White House once again requests $150 million for TMF
The White House is holding steady at a $150 million budget request for the Technology Modernization Fund in President Trump’s fiscal year 2021 proposal released Monday.
The executive branch requested $150 million for fiscal 2020 as well, but ended up getting just $25 million.
This follows a trend of appropriators granting the fund significantly less than asked for. The White House requested $220 million in 2018, the fund’s inaugural year, and ended up with $100 million. In fiscal 2019 it requested $228 million and got $25 million.
The TMF, which is housed within the General Services Administration and overseen by both GSA and the Office of Management and Budget, gives agencies money for long-term IT modernization projects. Thus far the TMF has awarded a total of $90 million to seven distinct projects— two at both the U.S. Department of Agriculture, General Services Administration, and one apiece at the departments of Energy, Housing and Urban Development, and Labor. The agencies are required to repay the fund with the savings they accrue due to modernization.

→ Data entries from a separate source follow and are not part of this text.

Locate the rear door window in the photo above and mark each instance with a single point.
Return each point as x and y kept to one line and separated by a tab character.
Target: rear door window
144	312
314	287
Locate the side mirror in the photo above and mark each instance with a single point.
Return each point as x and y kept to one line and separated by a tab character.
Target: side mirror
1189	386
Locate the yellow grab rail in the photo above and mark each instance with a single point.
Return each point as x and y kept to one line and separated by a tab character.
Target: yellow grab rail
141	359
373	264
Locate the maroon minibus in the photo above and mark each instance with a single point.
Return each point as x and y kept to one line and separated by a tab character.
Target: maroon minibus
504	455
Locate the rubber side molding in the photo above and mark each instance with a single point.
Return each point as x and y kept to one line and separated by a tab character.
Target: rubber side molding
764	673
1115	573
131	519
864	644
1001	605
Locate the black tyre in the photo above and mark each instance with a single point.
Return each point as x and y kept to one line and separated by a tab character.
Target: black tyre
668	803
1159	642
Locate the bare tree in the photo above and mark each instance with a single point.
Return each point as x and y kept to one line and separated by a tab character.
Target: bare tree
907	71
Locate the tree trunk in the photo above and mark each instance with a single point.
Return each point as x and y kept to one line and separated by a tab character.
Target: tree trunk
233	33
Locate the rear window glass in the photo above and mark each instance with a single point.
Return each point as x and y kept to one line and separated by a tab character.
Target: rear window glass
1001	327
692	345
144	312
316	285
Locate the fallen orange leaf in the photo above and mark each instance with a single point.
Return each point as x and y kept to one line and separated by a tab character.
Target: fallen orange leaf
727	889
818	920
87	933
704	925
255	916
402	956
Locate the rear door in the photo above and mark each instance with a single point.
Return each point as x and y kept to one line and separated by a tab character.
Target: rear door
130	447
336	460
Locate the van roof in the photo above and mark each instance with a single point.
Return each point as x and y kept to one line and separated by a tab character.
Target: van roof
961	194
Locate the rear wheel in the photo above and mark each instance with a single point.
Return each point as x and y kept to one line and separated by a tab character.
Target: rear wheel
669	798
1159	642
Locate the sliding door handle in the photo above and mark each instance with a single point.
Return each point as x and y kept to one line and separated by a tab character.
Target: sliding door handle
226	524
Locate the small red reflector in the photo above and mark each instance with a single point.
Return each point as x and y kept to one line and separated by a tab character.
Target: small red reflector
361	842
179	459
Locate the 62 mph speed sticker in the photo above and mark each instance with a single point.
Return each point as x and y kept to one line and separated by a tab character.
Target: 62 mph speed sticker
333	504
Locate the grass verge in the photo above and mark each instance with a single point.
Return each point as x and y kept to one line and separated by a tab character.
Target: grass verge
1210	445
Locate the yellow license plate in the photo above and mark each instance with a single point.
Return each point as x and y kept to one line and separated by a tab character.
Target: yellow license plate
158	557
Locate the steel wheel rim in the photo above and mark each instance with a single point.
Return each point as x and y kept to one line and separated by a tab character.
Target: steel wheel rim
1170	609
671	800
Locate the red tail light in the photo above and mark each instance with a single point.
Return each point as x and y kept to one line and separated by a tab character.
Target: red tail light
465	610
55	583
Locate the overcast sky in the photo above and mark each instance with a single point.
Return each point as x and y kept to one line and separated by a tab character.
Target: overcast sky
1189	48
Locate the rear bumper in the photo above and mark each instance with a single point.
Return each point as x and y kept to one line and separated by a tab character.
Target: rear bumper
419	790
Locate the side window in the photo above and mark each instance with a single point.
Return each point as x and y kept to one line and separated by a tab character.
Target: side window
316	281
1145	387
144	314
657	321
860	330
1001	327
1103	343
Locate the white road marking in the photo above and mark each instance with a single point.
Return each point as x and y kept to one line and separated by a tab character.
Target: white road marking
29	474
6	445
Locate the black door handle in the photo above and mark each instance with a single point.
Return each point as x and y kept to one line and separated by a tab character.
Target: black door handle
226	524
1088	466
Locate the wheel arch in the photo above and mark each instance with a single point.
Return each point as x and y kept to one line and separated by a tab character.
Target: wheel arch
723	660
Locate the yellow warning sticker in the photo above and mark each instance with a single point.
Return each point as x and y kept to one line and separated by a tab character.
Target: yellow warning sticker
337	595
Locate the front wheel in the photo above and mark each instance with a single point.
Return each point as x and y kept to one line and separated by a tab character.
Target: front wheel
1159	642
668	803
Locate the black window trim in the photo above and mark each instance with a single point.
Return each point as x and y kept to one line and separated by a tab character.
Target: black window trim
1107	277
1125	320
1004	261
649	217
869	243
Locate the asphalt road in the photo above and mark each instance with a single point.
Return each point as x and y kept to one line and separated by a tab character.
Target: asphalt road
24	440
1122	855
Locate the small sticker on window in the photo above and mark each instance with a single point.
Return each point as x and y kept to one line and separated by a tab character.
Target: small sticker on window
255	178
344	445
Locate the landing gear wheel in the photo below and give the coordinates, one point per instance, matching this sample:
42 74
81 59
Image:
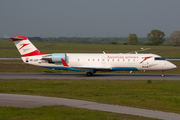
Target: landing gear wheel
89 73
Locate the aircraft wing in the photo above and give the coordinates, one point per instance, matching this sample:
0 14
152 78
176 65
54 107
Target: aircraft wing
93 68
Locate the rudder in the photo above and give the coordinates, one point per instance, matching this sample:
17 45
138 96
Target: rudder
25 47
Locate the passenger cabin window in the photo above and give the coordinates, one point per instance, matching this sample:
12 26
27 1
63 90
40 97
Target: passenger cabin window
159 58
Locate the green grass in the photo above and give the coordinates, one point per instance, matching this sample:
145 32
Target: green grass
19 66
61 113
159 95
8 49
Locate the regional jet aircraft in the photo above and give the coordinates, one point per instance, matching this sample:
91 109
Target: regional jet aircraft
90 62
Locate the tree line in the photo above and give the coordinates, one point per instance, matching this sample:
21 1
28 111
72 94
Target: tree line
155 37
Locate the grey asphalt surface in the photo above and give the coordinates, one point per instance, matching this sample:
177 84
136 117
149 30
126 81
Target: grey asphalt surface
29 101
99 76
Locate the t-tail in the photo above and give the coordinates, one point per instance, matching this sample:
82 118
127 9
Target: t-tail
25 47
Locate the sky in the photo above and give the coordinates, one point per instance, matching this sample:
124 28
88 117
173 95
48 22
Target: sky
88 18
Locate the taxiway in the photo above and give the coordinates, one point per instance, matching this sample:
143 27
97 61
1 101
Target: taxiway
97 76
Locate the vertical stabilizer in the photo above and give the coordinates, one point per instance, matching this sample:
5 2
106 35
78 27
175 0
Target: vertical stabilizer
25 47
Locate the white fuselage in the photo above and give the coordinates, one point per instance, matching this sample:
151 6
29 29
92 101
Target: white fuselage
111 62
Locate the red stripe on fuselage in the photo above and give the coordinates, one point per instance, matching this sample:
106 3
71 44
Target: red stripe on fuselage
34 53
24 45
145 58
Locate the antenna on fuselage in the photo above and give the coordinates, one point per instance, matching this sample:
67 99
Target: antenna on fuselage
142 49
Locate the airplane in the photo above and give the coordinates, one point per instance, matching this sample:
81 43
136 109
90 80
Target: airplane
90 62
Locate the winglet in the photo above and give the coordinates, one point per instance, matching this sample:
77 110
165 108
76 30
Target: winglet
64 63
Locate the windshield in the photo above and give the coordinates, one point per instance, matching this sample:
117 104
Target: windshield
159 58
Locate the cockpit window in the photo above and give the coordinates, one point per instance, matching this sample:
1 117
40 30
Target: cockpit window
159 58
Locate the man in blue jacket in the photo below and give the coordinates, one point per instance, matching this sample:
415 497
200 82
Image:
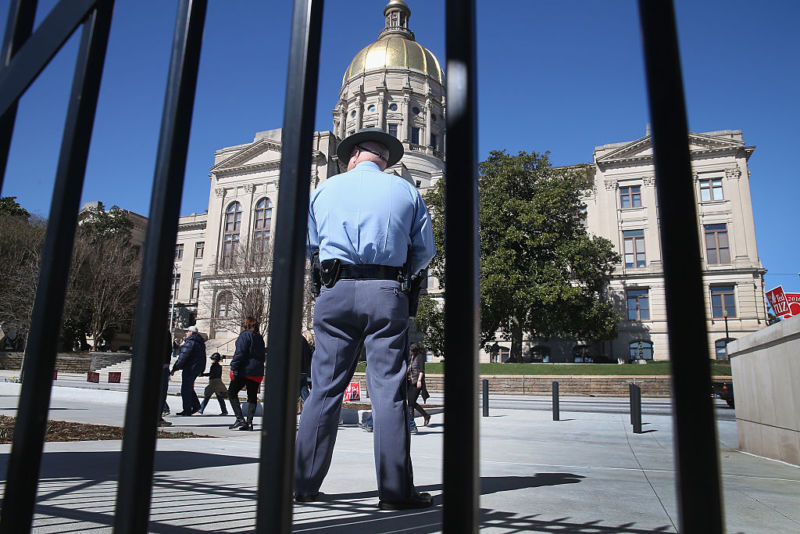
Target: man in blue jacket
367 225
192 361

While the TMF enjoys bipartisan support, there has been some skepticism about it among appropriators.
The Government Accountability Office also expressed some doubts in a December 2019 report on whether the modernization projects will really save agencies as much money as they expect and thus whether the TMF will be able to collect fees to cover its own administrative costs. The fund’s program management office has spent $1.2 million and collected only $33,165, the report said. At this rate, the watchdog said, the TMF won’t recover its costs until 2025.